Figure 1.

Characterization and quantification of isolated EVs. (a) Flow cytometric analysis was performed using magnetic beads coated with CD9 EV marker. These coated beads were incubated with a PE-conjugated CD81 antibody. Analaysis demonstrated as dot plot. FSC represents forward scatter and SSC represents size vs. side scatter. P1 represents gate on the doublet discrimination according to FSC-H vs FSC-A. (b) Size distribution and quantification of isolated extracellular vesicles were analyzed using qNanoGold. A polyurethane nanopore rated for particles < 100 Npm (NP100-, Izon Science, UK) was used. The measured mean diameter of EVS was approximately 100 nm. (c) Western blot was performed to detect EV proteins and cellular contaminants in isolated EVs.

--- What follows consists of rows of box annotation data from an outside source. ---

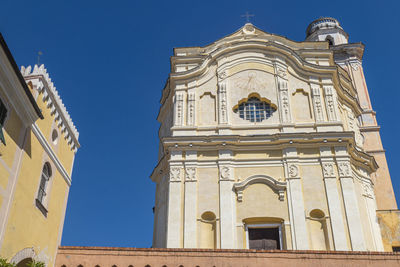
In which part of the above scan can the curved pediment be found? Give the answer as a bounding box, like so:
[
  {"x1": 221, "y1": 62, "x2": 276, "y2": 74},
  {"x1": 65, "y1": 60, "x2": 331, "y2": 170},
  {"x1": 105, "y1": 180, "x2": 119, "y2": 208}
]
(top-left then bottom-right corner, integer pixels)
[{"x1": 233, "y1": 174, "x2": 286, "y2": 202}]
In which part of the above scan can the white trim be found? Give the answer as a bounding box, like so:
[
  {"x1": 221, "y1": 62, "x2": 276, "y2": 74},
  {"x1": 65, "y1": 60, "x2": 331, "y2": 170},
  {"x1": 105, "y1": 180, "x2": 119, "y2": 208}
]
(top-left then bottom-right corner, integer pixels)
[
  {"x1": 245, "y1": 223, "x2": 283, "y2": 250},
  {"x1": 32, "y1": 123, "x2": 71, "y2": 186}
]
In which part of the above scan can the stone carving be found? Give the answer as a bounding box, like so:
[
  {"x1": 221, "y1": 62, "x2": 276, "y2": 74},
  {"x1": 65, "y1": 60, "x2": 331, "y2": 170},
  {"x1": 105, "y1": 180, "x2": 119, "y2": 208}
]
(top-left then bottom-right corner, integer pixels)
[
  {"x1": 218, "y1": 83, "x2": 228, "y2": 123},
  {"x1": 350, "y1": 61, "x2": 361, "y2": 71},
  {"x1": 322, "y1": 163, "x2": 335, "y2": 177},
  {"x1": 185, "y1": 167, "x2": 196, "y2": 181},
  {"x1": 235, "y1": 71, "x2": 266, "y2": 92},
  {"x1": 243, "y1": 23, "x2": 256, "y2": 34},
  {"x1": 278, "y1": 80, "x2": 291, "y2": 122},
  {"x1": 175, "y1": 93, "x2": 183, "y2": 126},
  {"x1": 311, "y1": 87, "x2": 324, "y2": 121},
  {"x1": 363, "y1": 182, "x2": 374, "y2": 198},
  {"x1": 187, "y1": 93, "x2": 196, "y2": 125},
  {"x1": 218, "y1": 70, "x2": 228, "y2": 80},
  {"x1": 169, "y1": 167, "x2": 181, "y2": 182},
  {"x1": 276, "y1": 67, "x2": 287, "y2": 79},
  {"x1": 324, "y1": 86, "x2": 336, "y2": 121},
  {"x1": 288, "y1": 164, "x2": 299, "y2": 178},
  {"x1": 338, "y1": 162, "x2": 351, "y2": 177},
  {"x1": 220, "y1": 166, "x2": 230, "y2": 180}
]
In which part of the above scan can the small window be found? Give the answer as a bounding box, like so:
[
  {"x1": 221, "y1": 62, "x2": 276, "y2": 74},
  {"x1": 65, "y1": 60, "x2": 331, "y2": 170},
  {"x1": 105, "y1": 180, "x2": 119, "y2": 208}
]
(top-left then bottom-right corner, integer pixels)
[
  {"x1": 36, "y1": 162, "x2": 52, "y2": 216},
  {"x1": 325, "y1": 35, "x2": 335, "y2": 46},
  {"x1": 51, "y1": 129, "x2": 58, "y2": 145},
  {"x1": 234, "y1": 97, "x2": 276, "y2": 122},
  {"x1": 247, "y1": 224, "x2": 282, "y2": 250},
  {"x1": 0, "y1": 97, "x2": 7, "y2": 145}
]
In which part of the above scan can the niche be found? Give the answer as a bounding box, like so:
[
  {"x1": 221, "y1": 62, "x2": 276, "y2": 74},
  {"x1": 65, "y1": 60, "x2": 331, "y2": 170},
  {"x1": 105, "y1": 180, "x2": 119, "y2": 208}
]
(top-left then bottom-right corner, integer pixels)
[
  {"x1": 308, "y1": 209, "x2": 330, "y2": 250},
  {"x1": 292, "y1": 89, "x2": 312, "y2": 122},
  {"x1": 198, "y1": 92, "x2": 217, "y2": 125},
  {"x1": 199, "y1": 211, "x2": 217, "y2": 248}
]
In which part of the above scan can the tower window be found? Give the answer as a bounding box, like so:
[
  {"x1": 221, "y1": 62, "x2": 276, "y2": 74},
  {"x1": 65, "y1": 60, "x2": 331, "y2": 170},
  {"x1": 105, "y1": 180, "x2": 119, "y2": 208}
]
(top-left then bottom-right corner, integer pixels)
[
  {"x1": 234, "y1": 97, "x2": 276, "y2": 122},
  {"x1": 36, "y1": 162, "x2": 51, "y2": 216},
  {"x1": 0, "y1": 97, "x2": 7, "y2": 145},
  {"x1": 325, "y1": 35, "x2": 334, "y2": 46},
  {"x1": 246, "y1": 224, "x2": 282, "y2": 250}
]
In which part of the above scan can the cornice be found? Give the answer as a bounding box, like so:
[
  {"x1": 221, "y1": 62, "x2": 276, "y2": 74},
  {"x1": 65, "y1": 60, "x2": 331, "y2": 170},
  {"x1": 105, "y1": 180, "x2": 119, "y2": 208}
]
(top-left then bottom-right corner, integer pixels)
[
  {"x1": 21, "y1": 64, "x2": 80, "y2": 152},
  {"x1": 32, "y1": 123, "x2": 71, "y2": 186},
  {"x1": 161, "y1": 132, "x2": 379, "y2": 172}
]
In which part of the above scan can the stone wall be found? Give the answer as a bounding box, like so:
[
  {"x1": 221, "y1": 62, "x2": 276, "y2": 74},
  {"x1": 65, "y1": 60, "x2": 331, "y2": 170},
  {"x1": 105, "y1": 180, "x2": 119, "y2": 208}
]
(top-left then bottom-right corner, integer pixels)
[{"x1": 55, "y1": 247, "x2": 400, "y2": 267}]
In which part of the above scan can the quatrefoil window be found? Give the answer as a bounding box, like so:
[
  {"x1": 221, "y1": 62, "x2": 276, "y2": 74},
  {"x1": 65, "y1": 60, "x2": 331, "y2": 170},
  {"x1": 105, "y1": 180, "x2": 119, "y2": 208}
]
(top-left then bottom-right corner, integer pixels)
[{"x1": 233, "y1": 95, "x2": 276, "y2": 122}]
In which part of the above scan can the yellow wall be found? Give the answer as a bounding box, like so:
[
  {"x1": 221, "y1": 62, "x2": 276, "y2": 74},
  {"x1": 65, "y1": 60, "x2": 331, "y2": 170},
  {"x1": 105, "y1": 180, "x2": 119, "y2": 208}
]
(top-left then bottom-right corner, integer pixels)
[
  {"x1": 377, "y1": 210, "x2": 400, "y2": 251},
  {"x1": 0, "y1": 81, "x2": 75, "y2": 266}
]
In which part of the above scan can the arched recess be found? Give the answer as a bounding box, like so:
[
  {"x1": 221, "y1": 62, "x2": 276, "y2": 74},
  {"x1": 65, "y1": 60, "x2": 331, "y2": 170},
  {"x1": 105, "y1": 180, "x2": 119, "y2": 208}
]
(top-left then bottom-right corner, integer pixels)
[
  {"x1": 233, "y1": 175, "x2": 286, "y2": 202},
  {"x1": 198, "y1": 92, "x2": 217, "y2": 126},
  {"x1": 292, "y1": 88, "x2": 312, "y2": 122},
  {"x1": 10, "y1": 248, "x2": 36, "y2": 264},
  {"x1": 307, "y1": 209, "x2": 330, "y2": 250},
  {"x1": 198, "y1": 211, "x2": 217, "y2": 248}
]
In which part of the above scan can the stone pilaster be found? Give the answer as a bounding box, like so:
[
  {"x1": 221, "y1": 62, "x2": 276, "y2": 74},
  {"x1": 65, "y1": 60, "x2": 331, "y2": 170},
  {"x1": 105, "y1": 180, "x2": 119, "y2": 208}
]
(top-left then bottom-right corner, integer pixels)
[
  {"x1": 183, "y1": 151, "x2": 197, "y2": 248},
  {"x1": 320, "y1": 147, "x2": 349, "y2": 250},
  {"x1": 335, "y1": 146, "x2": 366, "y2": 251},
  {"x1": 174, "y1": 92, "x2": 184, "y2": 126},
  {"x1": 284, "y1": 147, "x2": 309, "y2": 250},
  {"x1": 218, "y1": 81, "x2": 228, "y2": 124},
  {"x1": 324, "y1": 85, "x2": 337, "y2": 121},
  {"x1": 166, "y1": 151, "x2": 184, "y2": 248},
  {"x1": 311, "y1": 84, "x2": 324, "y2": 122},
  {"x1": 187, "y1": 92, "x2": 196, "y2": 126},
  {"x1": 218, "y1": 150, "x2": 236, "y2": 248}
]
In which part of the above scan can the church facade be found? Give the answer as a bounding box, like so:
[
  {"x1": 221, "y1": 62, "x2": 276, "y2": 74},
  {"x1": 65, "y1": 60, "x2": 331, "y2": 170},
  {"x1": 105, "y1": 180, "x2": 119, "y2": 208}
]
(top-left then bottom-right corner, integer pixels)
[{"x1": 151, "y1": 18, "x2": 400, "y2": 251}]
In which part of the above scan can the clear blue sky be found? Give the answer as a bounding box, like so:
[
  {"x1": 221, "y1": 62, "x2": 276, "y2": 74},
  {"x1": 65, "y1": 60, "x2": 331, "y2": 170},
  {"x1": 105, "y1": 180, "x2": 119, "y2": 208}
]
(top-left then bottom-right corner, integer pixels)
[{"x1": 0, "y1": 0, "x2": 400, "y2": 247}]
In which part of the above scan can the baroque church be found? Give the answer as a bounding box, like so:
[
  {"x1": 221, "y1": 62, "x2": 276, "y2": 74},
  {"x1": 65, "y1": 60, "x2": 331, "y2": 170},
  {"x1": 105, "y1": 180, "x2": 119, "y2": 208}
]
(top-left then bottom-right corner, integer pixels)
[
  {"x1": 151, "y1": 18, "x2": 400, "y2": 251},
  {"x1": 0, "y1": 18, "x2": 400, "y2": 267}
]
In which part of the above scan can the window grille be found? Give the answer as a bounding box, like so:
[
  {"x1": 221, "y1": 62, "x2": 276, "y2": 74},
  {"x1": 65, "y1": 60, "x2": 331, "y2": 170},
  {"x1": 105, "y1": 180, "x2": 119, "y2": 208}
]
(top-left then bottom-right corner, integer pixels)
[
  {"x1": 0, "y1": 100, "x2": 7, "y2": 145},
  {"x1": 37, "y1": 163, "x2": 51, "y2": 204},
  {"x1": 235, "y1": 97, "x2": 276, "y2": 122}
]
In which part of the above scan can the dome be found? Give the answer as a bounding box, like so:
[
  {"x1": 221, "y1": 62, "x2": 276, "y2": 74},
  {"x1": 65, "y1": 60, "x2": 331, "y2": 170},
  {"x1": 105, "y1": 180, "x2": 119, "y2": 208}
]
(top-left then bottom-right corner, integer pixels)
[{"x1": 306, "y1": 17, "x2": 343, "y2": 37}]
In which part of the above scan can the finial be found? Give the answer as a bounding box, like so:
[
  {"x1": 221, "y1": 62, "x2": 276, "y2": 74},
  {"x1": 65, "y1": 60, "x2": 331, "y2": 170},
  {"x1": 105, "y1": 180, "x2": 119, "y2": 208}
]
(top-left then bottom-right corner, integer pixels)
[
  {"x1": 38, "y1": 51, "x2": 43, "y2": 66},
  {"x1": 241, "y1": 11, "x2": 254, "y2": 23}
]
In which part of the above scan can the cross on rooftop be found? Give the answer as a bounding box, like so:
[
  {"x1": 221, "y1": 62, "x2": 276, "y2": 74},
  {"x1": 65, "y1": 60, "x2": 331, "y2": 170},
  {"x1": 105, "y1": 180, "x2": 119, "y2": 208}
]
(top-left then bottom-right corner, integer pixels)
[{"x1": 241, "y1": 11, "x2": 254, "y2": 22}]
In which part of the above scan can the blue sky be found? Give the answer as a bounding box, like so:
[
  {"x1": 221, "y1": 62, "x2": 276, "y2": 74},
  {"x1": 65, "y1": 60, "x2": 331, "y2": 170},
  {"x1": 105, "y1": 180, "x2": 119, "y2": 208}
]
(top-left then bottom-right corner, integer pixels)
[{"x1": 0, "y1": 0, "x2": 400, "y2": 247}]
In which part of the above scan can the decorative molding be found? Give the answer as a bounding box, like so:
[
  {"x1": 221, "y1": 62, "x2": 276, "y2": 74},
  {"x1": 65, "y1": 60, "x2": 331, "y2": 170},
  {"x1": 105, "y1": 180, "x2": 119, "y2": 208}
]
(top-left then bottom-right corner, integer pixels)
[
  {"x1": 322, "y1": 162, "x2": 335, "y2": 178},
  {"x1": 219, "y1": 166, "x2": 231, "y2": 180},
  {"x1": 21, "y1": 64, "x2": 80, "y2": 152},
  {"x1": 311, "y1": 87, "x2": 324, "y2": 122},
  {"x1": 174, "y1": 92, "x2": 183, "y2": 126},
  {"x1": 32, "y1": 123, "x2": 71, "y2": 186},
  {"x1": 185, "y1": 167, "x2": 196, "y2": 182},
  {"x1": 362, "y1": 182, "x2": 374, "y2": 198},
  {"x1": 217, "y1": 70, "x2": 228, "y2": 81},
  {"x1": 233, "y1": 175, "x2": 286, "y2": 202},
  {"x1": 187, "y1": 93, "x2": 196, "y2": 126},
  {"x1": 338, "y1": 161, "x2": 351, "y2": 177},
  {"x1": 288, "y1": 164, "x2": 299, "y2": 178},
  {"x1": 278, "y1": 79, "x2": 291, "y2": 123},
  {"x1": 218, "y1": 83, "x2": 228, "y2": 124},
  {"x1": 324, "y1": 86, "x2": 337, "y2": 121},
  {"x1": 169, "y1": 167, "x2": 181, "y2": 182},
  {"x1": 10, "y1": 247, "x2": 36, "y2": 264}
]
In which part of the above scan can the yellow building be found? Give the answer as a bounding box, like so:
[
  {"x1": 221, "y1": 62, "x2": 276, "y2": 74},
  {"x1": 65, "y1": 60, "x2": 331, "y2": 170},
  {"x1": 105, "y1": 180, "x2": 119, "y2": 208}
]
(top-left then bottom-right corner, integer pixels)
[
  {"x1": 151, "y1": 18, "x2": 400, "y2": 251},
  {"x1": 0, "y1": 34, "x2": 80, "y2": 266}
]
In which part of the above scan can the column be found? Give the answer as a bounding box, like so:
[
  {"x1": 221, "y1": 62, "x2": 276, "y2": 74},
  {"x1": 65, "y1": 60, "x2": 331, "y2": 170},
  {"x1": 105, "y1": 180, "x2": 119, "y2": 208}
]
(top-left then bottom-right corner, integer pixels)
[
  {"x1": 335, "y1": 146, "x2": 366, "y2": 251},
  {"x1": 283, "y1": 147, "x2": 309, "y2": 250},
  {"x1": 320, "y1": 147, "x2": 349, "y2": 251},
  {"x1": 166, "y1": 151, "x2": 183, "y2": 248},
  {"x1": 183, "y1": 151, "x2": 197, "y2": 248},
  {"x1": 218, "y1": 150, "x2": 236, "y2": 248},
  {"x1": 363, "y1": 181, "x2": 384, "y2": 251}
]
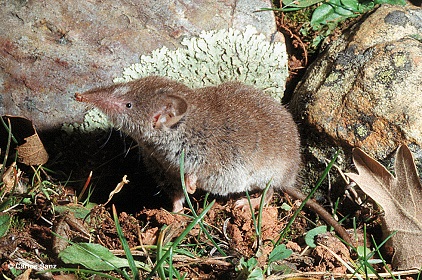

Tsg101 was used as EV markers and endoplasmic reticulum marker Calnexin was used as a negative control. (d) EVs isolated from untreated H9c2 (Dil-Control-EV) and ticagrelor treated H9c2 (Dil-Tica-EV) stained with Dil dye. The uptake of DiI-labeled EVs by H9c2 cells was visualized by confocal microscopy. The cells incubated with Dil-labelled PBS are the negative control group. (e) EVs isolated from control and ticagrelor treated H9c2 cells were visualized by transmission electron microscopy (TEM).